Think of all this in a kindly spirit. These are hurried lines, but they are heartfelt. I was in the country yesterday, and must return there to-day for a county dinner. My direction is Langley Park, Slough. But on Wednesday evening I shall be in town.—B. Disraeli. Grosvenor Gate, May 25, 1858.
None of us, I believe, were ever able to persuade Mr. Gladstone to do justice to Disraeli's novels,—the spirit of whim in them, the ironic solemnity, the historical paradoxes, the fantastic glitter of dubious gems, the grace of high comedy, all in union with a social vision that often pierced deep below the surface. In the comparative stiffness of Mr. Gladstone's reply on this occasion, I seem to hear the same accents of guarded reprobation:—
Mr.
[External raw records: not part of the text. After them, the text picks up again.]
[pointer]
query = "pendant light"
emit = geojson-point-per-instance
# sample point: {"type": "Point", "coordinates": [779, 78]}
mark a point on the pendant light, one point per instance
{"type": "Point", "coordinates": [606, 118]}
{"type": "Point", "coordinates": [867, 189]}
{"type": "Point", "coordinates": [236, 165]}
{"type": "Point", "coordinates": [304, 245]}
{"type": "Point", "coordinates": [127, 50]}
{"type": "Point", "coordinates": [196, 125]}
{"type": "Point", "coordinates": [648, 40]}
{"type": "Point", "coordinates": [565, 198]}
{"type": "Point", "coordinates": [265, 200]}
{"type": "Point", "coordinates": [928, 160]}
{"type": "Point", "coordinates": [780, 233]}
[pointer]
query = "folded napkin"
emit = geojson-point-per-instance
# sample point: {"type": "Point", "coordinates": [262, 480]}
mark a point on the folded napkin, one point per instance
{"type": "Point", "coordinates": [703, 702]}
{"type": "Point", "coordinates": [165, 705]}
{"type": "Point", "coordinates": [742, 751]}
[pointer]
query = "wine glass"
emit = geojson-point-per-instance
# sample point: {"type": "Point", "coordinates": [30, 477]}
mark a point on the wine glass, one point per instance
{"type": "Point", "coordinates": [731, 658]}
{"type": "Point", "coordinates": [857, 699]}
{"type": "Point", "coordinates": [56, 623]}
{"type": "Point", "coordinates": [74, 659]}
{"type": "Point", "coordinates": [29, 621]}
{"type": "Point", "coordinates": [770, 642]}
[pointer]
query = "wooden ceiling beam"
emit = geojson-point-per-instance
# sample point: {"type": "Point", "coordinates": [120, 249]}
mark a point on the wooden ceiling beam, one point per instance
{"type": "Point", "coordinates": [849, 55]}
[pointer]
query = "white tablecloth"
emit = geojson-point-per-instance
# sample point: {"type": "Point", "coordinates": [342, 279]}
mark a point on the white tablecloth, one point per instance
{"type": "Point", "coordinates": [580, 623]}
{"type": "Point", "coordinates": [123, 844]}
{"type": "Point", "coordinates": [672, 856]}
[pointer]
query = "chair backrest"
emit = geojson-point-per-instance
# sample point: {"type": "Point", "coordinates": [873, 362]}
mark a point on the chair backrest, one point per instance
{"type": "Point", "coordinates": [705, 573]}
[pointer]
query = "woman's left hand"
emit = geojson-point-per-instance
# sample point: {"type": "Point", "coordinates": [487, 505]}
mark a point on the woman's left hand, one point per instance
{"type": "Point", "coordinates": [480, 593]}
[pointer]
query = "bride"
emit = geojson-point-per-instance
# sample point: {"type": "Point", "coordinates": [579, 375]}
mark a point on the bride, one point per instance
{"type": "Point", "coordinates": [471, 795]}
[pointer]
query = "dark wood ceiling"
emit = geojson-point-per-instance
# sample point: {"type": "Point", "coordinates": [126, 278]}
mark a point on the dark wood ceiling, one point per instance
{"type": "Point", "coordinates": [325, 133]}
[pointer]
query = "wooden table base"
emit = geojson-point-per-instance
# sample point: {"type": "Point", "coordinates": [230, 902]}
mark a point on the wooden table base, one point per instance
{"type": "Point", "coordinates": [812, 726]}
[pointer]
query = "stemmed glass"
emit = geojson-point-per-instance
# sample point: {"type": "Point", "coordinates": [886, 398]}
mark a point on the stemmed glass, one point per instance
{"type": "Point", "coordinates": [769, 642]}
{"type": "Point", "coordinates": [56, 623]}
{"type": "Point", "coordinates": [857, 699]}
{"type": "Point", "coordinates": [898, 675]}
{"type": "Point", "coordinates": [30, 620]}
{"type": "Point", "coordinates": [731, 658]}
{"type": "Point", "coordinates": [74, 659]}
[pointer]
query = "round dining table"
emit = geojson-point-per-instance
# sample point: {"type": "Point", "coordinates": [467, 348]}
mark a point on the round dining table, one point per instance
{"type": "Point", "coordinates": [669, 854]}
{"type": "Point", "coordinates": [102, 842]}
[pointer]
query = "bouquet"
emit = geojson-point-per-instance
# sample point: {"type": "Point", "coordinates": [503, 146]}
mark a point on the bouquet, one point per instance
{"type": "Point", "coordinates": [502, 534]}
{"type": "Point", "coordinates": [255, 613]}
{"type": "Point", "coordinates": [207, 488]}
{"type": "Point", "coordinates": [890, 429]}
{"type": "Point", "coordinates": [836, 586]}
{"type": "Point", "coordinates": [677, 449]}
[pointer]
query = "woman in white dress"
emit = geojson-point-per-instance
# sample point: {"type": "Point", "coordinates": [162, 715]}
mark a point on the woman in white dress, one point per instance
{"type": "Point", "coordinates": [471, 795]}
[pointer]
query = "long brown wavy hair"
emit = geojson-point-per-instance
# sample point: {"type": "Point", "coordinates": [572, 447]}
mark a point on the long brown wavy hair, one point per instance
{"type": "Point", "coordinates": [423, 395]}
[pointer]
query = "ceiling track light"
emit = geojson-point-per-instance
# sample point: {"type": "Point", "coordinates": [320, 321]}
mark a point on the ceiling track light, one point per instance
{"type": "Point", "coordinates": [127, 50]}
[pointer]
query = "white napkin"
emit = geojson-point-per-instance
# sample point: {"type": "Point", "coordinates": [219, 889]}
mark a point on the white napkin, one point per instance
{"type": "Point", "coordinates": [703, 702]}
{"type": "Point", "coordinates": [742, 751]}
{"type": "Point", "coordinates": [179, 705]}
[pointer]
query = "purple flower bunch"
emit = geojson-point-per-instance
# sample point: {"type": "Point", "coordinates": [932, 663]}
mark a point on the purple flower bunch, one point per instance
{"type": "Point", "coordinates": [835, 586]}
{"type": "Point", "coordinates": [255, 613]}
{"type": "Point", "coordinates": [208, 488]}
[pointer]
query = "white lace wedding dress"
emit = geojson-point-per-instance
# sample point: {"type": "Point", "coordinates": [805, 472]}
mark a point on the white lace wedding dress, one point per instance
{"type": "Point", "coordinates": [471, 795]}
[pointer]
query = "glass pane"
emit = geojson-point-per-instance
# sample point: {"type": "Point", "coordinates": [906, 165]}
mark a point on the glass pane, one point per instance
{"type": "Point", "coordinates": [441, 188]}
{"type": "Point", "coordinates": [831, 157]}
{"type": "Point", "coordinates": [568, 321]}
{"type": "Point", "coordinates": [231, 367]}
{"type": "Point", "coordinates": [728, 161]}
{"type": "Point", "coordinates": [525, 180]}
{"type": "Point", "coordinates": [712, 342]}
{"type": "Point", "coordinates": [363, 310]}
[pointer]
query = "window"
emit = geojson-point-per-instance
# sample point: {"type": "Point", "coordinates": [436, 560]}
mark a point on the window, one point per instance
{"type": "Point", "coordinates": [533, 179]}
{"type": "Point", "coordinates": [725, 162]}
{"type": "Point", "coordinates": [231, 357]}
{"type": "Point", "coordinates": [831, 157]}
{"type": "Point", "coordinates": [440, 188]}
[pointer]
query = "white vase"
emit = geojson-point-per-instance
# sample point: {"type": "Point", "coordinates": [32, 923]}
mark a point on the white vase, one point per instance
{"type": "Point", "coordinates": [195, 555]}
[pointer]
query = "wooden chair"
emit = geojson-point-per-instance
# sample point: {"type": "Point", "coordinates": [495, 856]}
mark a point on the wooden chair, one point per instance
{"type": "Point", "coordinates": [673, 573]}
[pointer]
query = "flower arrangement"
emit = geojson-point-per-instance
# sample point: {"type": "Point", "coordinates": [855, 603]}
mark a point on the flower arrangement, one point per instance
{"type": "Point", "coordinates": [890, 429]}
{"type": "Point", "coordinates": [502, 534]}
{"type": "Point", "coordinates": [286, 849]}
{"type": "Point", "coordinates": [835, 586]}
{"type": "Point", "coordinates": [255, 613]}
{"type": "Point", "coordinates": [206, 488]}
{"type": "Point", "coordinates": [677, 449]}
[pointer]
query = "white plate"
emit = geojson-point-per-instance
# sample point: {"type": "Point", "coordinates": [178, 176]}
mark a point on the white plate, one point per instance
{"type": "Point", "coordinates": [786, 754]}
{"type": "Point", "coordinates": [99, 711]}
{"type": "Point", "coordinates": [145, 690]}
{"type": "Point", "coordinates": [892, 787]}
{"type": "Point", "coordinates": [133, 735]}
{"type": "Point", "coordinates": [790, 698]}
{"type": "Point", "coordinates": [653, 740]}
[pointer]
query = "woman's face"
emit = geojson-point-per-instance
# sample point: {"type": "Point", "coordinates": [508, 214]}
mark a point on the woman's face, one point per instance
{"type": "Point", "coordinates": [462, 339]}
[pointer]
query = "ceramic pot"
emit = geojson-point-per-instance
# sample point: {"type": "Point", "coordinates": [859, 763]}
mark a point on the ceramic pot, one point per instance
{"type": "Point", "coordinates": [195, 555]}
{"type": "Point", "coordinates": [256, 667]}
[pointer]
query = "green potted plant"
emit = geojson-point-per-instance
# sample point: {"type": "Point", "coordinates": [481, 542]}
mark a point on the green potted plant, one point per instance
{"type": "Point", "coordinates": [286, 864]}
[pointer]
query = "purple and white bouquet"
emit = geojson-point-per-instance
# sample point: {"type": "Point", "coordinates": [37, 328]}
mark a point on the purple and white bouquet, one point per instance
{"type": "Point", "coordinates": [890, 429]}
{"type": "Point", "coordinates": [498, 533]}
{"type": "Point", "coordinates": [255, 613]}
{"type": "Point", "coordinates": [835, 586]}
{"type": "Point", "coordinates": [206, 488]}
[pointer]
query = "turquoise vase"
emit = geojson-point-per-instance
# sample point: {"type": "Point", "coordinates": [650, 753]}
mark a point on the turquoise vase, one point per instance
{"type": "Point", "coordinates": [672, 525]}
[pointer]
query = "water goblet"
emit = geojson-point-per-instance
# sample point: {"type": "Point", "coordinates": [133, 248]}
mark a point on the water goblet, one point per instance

Gladstone to Mr. Disraeli.
11 Carlton House Terrace, May 25, '58.—My Dear Sir,—The letter you have been so kind as to address to me will enable me, I trust, to remove from your mind some impressions with which you will not be sorry to part.
You have given me a narrative of your conduct since 1850 with reference to your position as leader of your party. But I have never thought your retention of that office matter of reproach to you, and on Saturday last I acknowledged to Mr. Walpole the handsomeness of your conduct in offering to resign it to Sir James Graham.
You consider that the relations between yourself and me have proved the main difficulty in the way of certain political arrangements. Will you allow me to assure you that I have never in my life taken a decision which turned upon those relations.